History

New Zealand
- Name: HMNZS Manawanui
- Builder: Steel Ships Ltd, Auckland
- Launched: 1945
- In service: 1948
- Out of service: 1978
- Fate: Sold in 1978 to the Paeroa Historic Maritime Park. Scrapped at an unknown date

General characteristics
- Displacement: 125 tons standard
- Length: 23 m (75 ft)
- Beam: 5.6 m (18 ft)
- Propulsion: 320 hp (240 kW) diesel, 1 shaft
- Speed: 10 knots (19 km/h; 12 mph)
- Complement: 4

= HMNZS Manawanui (1948) =

Royal New Zealand Navy tug and diving tender

HMNZS Manawanui was a naval tug which was modified for use as a diving tender by the Royal New Zealand Navy (RNZN). Originally intended for service with the United States Navy as a tug, the vessel was built in 1945 and transferred to the New Zealand Marine Department, which employed her in Waitemata Harbour before transferring the ship to the RNZN in 1948. She was converted to a diving tender in 1953 and served out her time in the RNZN in this role, before being decommissioned in 1978 and sold to the Paeroa Historic Maritime Park. The engine is now on display at the Whangarei Stationary Engine Club.

==Construction and design==
Manawanui was built in Auckland in 1945 by Steel Ships Ltd. Displacing 125 tons standard, the vessel was 23 m long and had a beam of 5.6 m. Propulsion was provided by a single 320 hp diesel engine operating a single shaft, which produced a top speed of 10 kn. She had a crew of four.

==Operational history==
The vessel was originally built for the United States Navy, and was designated as US Navy tug YLT622, but instead she was transferred to the New Zealand Marine Department who named her Tug 622 and used her to service the large post-war fleet of surplus ships scattered around Waitemata Harbour. In 1948, Tug 622 was transferred to the RNZN and became HMNZS Manawanui. Manawanui was the first of three boats with this name to serve in the New Zealand Navy. It is also a Māori word meaning "to be brave or steadfast".
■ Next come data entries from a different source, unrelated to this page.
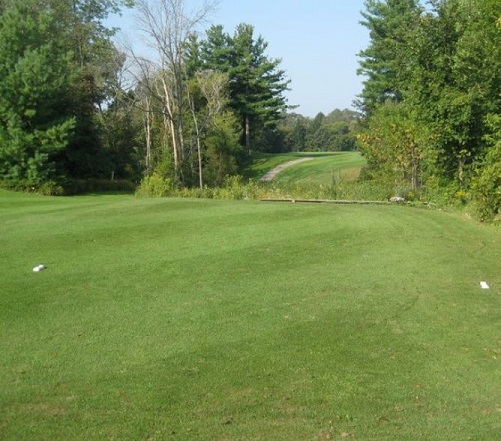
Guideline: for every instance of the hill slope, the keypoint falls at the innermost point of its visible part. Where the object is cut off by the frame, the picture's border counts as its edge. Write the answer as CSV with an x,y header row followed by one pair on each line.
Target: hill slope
x,y
196,319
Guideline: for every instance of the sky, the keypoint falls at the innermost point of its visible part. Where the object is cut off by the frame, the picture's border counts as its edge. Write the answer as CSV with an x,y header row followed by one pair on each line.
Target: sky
x,y
317,41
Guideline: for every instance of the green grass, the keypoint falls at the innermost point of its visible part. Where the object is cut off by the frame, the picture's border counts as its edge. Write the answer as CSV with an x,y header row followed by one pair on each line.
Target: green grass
x,y
322,170
196,319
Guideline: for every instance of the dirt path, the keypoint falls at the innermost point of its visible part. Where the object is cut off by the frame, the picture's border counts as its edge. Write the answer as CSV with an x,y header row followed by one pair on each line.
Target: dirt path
x,y
275,171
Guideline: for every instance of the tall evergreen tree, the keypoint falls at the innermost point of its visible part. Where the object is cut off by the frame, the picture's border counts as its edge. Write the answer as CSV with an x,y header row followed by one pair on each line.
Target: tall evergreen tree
x,y
257,83
35,116
385,62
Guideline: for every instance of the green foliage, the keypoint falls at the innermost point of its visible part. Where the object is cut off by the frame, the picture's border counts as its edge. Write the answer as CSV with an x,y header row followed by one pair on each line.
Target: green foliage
x,y
444,68
383,62
487,185
256,82
154,186
35,124
394,146
223,148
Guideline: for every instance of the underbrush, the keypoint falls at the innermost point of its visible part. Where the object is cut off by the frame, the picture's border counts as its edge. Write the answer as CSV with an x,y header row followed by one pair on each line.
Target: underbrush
x,y
69,187
235,187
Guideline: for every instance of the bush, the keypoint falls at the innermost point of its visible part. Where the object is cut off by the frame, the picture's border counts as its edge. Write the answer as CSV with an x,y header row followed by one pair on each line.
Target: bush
x,y
47,188
82,186
154,186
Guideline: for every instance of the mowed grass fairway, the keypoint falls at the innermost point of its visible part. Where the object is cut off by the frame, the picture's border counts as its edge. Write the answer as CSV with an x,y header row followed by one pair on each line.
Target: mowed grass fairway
x,y
226,320
321,169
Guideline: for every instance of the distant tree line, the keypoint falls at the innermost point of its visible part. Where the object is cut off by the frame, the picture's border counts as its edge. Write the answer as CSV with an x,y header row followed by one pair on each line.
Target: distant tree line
x,y
74,107
432,98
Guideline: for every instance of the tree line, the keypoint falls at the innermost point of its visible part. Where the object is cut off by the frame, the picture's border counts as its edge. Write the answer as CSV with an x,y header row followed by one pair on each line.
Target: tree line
x,y
191,109
432,99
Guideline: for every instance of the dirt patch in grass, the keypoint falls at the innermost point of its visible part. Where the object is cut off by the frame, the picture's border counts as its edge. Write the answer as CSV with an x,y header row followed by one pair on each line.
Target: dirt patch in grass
x,y
272,173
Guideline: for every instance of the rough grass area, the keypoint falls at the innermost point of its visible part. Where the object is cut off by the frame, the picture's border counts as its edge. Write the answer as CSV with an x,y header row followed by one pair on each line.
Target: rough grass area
x,y
202,319
322,170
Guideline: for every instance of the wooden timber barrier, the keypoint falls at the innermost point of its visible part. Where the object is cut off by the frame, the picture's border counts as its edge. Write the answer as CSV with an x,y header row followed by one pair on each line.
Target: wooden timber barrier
x,y
331,201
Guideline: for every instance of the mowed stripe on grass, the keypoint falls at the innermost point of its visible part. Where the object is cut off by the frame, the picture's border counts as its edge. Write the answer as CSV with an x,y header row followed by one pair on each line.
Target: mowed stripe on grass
x,y
196,319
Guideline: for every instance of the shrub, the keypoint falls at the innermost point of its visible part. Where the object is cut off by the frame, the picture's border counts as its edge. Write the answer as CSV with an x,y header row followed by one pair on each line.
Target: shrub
x,y
154,186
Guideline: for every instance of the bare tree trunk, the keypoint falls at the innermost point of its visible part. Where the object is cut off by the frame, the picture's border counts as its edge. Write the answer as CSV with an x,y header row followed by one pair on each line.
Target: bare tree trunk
x,y
247,134
148,124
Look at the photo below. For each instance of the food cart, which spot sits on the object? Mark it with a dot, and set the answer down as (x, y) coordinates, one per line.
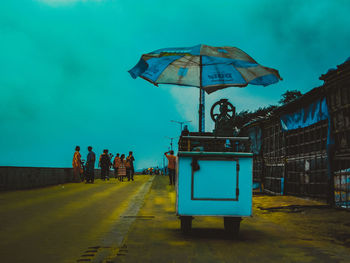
(214, 178)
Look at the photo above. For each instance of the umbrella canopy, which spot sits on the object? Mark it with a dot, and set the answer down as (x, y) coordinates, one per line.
(206, 67)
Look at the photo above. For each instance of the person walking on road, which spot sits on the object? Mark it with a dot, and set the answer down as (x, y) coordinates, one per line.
(130, 164)
(76, 165)
(105, 164)
(122, 168)
(90, 166)
(116, 162)
(171, 166)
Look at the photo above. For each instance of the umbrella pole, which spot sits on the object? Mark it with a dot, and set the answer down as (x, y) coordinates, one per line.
(201, 111)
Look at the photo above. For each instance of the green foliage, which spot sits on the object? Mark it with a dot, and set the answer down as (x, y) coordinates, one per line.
(289, 96)
(246, 116)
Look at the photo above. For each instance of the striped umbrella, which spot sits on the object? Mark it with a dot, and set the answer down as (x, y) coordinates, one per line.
(206, 67)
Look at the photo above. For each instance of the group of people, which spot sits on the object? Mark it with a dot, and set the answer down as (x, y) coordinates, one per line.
(123, 167)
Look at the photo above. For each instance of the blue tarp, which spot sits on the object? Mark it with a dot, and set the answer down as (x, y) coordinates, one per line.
(254, 134)
(309, 115)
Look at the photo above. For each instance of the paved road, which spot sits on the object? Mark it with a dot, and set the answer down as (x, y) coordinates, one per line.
(282, 229)
(104, 223)
(63, 223)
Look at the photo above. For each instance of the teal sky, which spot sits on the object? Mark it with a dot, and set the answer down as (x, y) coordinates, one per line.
(64, 63)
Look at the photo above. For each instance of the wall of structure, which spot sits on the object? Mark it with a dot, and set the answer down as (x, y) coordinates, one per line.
(305, 161)
(18, 178)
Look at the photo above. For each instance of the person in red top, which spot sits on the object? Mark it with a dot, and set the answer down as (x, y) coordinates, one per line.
(171, 166)
(76, 165)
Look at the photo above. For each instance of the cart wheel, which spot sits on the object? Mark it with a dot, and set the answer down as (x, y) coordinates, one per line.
(186, 224)
(232, 225)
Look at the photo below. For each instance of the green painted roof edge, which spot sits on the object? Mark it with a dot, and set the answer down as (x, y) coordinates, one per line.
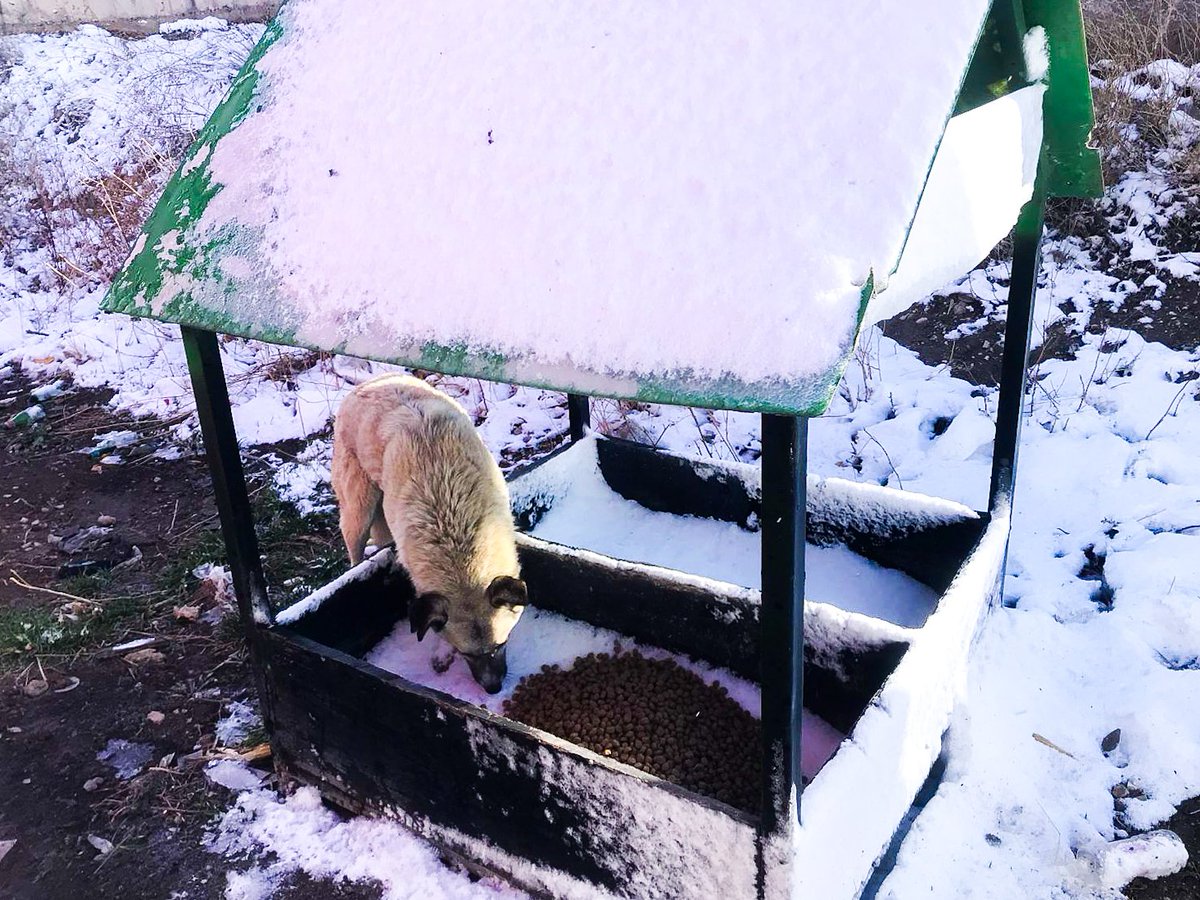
(1071, 168)
(184, 199)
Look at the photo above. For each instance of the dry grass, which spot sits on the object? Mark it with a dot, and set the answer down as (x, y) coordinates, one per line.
(1133, 33)
(1123, 37)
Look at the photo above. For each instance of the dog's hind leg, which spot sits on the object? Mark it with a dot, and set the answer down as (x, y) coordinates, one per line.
(358, 499)
(381, 534)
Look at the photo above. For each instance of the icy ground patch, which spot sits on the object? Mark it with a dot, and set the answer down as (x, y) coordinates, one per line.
(303, 835)
(1103, 627)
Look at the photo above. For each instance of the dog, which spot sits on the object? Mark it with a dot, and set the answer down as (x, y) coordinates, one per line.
(408, 466)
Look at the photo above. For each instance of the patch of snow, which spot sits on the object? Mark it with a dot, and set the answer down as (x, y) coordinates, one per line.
(233, 774)
(1146, 856)
(126, 757)
(209, 23)
(301, 834)
(597, 177)
(239, 720)
(588, 514)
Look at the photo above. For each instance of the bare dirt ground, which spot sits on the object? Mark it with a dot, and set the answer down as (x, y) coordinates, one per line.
(61, 702)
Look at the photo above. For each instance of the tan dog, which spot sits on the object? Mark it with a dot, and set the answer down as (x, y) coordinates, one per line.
(409, 465)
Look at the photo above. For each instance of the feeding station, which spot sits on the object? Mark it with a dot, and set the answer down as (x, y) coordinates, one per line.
(695, 207)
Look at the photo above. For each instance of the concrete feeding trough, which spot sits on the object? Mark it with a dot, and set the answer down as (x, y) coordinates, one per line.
(627, 202)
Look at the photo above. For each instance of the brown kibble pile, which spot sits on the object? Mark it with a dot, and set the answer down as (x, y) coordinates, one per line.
(652, 714)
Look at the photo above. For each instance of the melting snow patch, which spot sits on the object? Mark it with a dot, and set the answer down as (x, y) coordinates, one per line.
(239, 721)
(126, 759)
(303, 835)
(234, 775)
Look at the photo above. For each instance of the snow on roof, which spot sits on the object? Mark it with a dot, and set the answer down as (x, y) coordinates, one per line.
(622, 198)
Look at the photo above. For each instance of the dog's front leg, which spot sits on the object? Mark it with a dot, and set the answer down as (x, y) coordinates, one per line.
(443, 654)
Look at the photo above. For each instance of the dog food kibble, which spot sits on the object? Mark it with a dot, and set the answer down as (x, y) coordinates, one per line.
(652, 714)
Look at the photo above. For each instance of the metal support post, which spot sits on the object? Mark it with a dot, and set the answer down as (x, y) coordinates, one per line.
(781, 621)
(1021, 293)
(228, 480)
(579, 412)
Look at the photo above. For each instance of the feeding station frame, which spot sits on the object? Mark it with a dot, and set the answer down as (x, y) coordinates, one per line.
(621, 201)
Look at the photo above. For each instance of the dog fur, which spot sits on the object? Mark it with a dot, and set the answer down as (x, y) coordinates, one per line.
(408, 466)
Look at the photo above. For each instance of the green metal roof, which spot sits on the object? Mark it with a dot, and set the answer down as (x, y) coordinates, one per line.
(210, 253)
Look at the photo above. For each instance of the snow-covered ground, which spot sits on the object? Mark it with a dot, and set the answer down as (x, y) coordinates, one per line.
(1108, 472)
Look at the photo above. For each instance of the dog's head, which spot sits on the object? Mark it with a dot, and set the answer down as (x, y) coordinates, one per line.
(477, 623)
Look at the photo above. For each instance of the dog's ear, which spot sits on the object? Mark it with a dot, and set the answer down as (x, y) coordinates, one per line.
(427, 611)
(507, 591)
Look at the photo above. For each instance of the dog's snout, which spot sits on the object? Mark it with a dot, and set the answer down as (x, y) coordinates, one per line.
(489, 669)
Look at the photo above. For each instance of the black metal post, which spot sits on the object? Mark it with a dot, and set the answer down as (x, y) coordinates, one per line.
(579, 412)
(1021, 293)
(228, 480)
(781, 617)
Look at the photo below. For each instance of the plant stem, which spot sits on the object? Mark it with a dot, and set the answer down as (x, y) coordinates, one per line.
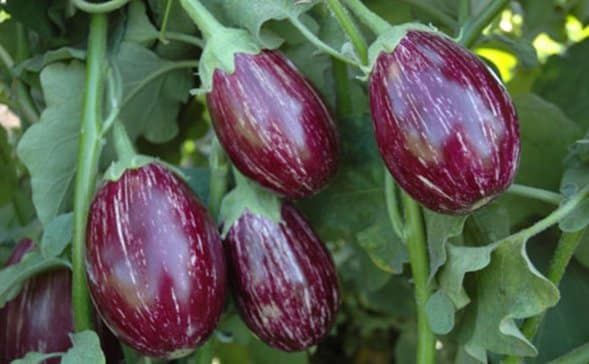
(343, 101)
(416, 247)
(433, 12)
(88, 157)
(472, 29)
(393, 205)
(218, 178)
(463, 11)
(373, 21)
(553, 218)
(313, 39)
(579, 355)
(536, 193)
(123, 145)
(565, 249)
(184, 38)
(203, 18)
(165, 20)
(347, 23)
(95, 8)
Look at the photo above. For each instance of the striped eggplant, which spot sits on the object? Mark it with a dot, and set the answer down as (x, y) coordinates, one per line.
(284, 281)
(445, 125)
(155, 263)
(40, 318)
(273, 125)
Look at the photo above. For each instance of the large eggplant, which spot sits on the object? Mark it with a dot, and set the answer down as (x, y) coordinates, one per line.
(284, 281)
(40, 318)
(273, 125)
(155, 262)
(445, 125)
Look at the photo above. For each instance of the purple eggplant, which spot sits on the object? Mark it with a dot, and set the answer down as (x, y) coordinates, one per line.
(155, 262)
(284, 281)
(273, 125)
(40, 318)
(445, 125)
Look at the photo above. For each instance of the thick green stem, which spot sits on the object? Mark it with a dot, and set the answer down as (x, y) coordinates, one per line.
(565, 249)
(377, 24)
(535, 193)
(123, 145)
(313, 39)
(347, 23)
(88, 157)
(472, 29)
(184, 38)
(203, 18)
(99, 8)
(579, 355)
(417, 249)
(433, 12)
(218, 179)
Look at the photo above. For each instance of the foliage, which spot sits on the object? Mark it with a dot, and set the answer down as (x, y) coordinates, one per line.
(486, 277)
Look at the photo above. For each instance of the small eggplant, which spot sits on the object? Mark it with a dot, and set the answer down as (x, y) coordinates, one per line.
(284, 281)
(273, 125)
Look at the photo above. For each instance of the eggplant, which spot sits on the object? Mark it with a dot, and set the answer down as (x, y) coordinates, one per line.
(273, 125)
(283, 279)
(155, 263)
(444, 124)
(40, 317)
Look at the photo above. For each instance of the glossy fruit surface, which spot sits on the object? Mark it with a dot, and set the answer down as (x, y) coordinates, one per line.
(284, 280)
(155, 262)
(444, 124)
(273, 125)
(40, 318)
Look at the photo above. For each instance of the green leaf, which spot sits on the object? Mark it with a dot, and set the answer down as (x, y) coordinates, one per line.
(13, 276)
(139, 27)
(385, 249)
(49, 148)
(86, 349)
(57, 235)
(33, 358)
(546, 133)
(251, 15)
(439, 229)
(565, 84)
(248, 196)
(153, 91)
(37, 63)
(561, 329)
(509, 289)
(440, 313)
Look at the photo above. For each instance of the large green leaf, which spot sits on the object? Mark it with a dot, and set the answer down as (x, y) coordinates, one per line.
(546, 133)
(565, 82)
(49, 148)
(153, 91)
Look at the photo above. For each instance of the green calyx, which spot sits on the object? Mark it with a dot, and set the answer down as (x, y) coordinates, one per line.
(248, 195)
(388, 40)
(219, 53)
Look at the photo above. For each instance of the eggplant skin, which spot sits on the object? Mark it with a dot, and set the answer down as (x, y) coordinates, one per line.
(283, 278)
(444, 124)
(155, 263)
(40, 318)
(273, 125)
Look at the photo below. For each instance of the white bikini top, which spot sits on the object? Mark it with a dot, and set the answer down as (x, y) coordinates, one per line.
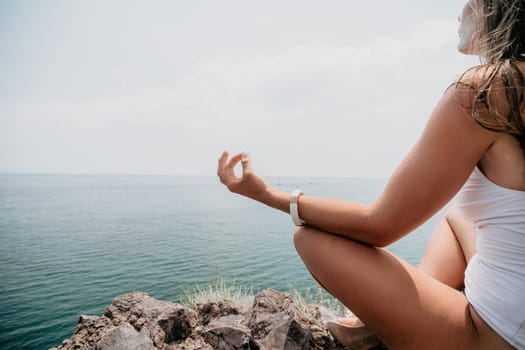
(498, 214)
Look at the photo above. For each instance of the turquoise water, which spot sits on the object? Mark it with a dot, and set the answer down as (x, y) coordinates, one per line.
(70, 243)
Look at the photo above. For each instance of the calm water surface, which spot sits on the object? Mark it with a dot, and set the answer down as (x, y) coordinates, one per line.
(69, 244)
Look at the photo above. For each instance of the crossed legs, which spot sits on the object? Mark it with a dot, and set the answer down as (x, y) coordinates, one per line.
(405, 306)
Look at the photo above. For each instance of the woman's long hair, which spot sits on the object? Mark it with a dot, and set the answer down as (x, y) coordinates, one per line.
(497, 85)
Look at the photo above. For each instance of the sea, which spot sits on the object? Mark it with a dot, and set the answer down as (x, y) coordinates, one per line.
(69, 244)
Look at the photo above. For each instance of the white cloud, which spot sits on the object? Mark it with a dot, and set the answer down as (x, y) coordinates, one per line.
(339, 97)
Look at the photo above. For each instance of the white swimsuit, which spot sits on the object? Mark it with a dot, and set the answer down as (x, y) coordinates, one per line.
(495, 276)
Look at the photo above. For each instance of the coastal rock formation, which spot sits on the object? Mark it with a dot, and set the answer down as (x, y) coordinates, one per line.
(136, 321)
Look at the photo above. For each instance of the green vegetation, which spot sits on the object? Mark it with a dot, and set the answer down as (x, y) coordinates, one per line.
(221, 289)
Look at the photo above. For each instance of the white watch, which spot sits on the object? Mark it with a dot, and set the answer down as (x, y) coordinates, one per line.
(294, 211)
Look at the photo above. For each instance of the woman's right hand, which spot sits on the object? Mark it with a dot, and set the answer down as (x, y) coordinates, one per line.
(250, 184)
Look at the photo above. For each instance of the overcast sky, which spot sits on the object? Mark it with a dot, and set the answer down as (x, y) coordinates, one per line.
(309, 88)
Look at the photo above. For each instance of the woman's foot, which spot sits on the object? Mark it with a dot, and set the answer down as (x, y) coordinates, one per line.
(353, 333)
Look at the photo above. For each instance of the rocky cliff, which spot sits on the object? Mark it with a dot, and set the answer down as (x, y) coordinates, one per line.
(137, 321)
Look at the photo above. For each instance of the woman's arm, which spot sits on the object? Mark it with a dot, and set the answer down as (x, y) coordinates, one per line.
(430, 175)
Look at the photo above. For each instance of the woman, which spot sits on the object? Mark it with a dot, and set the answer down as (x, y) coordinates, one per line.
(473, 146)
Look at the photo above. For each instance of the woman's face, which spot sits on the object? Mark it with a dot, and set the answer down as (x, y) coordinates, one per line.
(466, 30)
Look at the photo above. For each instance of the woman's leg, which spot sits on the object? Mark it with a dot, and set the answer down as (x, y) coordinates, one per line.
(405, 307)
(449, 250)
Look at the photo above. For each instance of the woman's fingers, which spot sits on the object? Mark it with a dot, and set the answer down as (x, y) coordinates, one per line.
(220, 167)
(225, 169)
(246, 162)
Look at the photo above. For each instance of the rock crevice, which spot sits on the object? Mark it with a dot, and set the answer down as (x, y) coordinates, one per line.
(137, 321)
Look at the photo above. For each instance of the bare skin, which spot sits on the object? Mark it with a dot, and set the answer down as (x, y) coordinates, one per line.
(342, 243)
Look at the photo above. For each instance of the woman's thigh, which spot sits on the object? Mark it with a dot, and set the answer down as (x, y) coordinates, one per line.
(451, 246)
(405, 307)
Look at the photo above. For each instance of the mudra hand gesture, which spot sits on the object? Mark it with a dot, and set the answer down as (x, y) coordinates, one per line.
(250, 184)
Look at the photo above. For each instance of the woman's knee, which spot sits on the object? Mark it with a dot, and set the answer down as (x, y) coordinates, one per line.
(299, 238)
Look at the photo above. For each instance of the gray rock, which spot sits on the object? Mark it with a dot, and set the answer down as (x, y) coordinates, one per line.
(125, 337)
(138, 321)
(229, 333)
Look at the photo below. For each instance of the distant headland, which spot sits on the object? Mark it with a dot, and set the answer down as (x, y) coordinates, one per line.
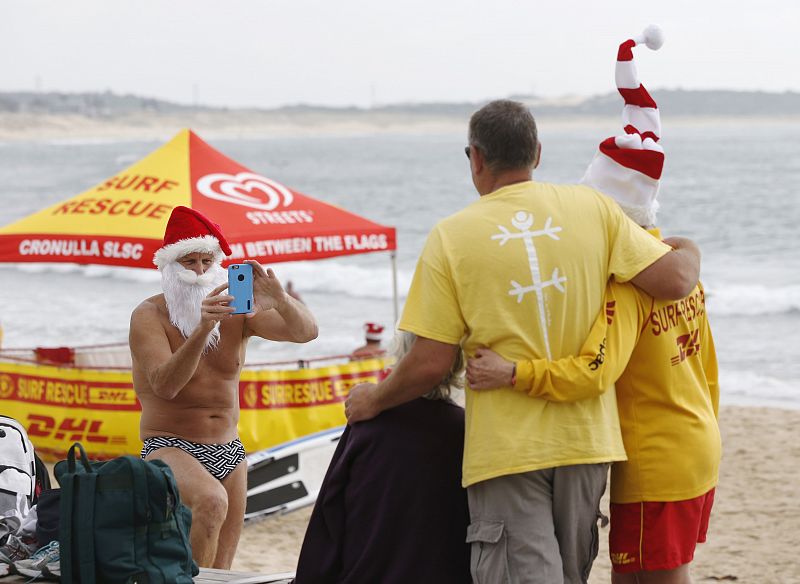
(107, 115)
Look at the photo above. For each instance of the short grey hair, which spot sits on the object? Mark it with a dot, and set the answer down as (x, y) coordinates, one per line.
(401, 345)
(504, 131)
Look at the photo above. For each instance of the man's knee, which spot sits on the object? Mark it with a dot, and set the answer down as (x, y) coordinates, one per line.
(210, 506)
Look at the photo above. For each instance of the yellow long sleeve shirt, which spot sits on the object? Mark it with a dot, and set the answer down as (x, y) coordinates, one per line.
(661, 354)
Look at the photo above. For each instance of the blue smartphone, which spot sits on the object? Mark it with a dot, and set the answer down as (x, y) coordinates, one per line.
(240, 286)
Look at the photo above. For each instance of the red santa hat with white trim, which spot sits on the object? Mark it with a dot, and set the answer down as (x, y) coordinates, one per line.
(189, 231)
(628, 167)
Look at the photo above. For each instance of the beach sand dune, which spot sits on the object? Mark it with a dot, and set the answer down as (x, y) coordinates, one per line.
(754, 535)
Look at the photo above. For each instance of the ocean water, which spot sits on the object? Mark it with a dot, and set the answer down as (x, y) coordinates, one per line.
(732, 187)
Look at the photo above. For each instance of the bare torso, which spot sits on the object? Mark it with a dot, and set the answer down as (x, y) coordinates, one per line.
(207, 408)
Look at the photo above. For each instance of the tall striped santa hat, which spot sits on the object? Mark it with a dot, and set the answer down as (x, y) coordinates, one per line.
(628, 167)
(189, 231)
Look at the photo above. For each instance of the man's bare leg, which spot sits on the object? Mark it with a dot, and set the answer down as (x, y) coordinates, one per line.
(677, 576)
(236, 486)
(204, 495)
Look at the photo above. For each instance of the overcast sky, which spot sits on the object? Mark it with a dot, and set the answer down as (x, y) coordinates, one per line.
(269, 53)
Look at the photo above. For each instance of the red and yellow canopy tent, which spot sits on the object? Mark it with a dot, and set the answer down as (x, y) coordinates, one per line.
(120, 222)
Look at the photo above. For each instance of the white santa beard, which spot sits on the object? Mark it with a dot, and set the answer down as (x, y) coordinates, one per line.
(184, 298)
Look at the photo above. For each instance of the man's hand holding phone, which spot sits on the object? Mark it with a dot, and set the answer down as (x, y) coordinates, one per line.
(267, 289)
(240, 287)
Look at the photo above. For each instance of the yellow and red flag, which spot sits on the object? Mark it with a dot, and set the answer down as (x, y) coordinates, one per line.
(121, 221)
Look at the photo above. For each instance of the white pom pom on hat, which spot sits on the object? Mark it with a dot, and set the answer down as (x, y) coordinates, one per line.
(653, 37)
(189, 231)
(628, 167)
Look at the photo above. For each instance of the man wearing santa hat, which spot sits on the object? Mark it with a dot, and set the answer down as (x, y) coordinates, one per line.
(187, 351)
(524, 270)
(661, 355)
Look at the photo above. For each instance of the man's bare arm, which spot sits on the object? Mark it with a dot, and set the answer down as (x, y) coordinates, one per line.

In 1953, she was converted to a diving tender and functioned in this role for the next 15 years. In 1956, she assisted in recovering an Avenger aircraft that had ditched in Hauraki Gulf. In 1957, she towed the badly damaged patrol launch SDML P3561 off rocks near Rangipukea Island and beached her in a nearby bay. In 1958, she investigated the wreck of the coaster Holmglen off Timaru.

She was replaced as a diving tender by a specially modified Moa class boat with the same name in 1978. In November 1978, she was sold for a nominal sum, to the Paeroa Historic Maritime Park for preservation and display.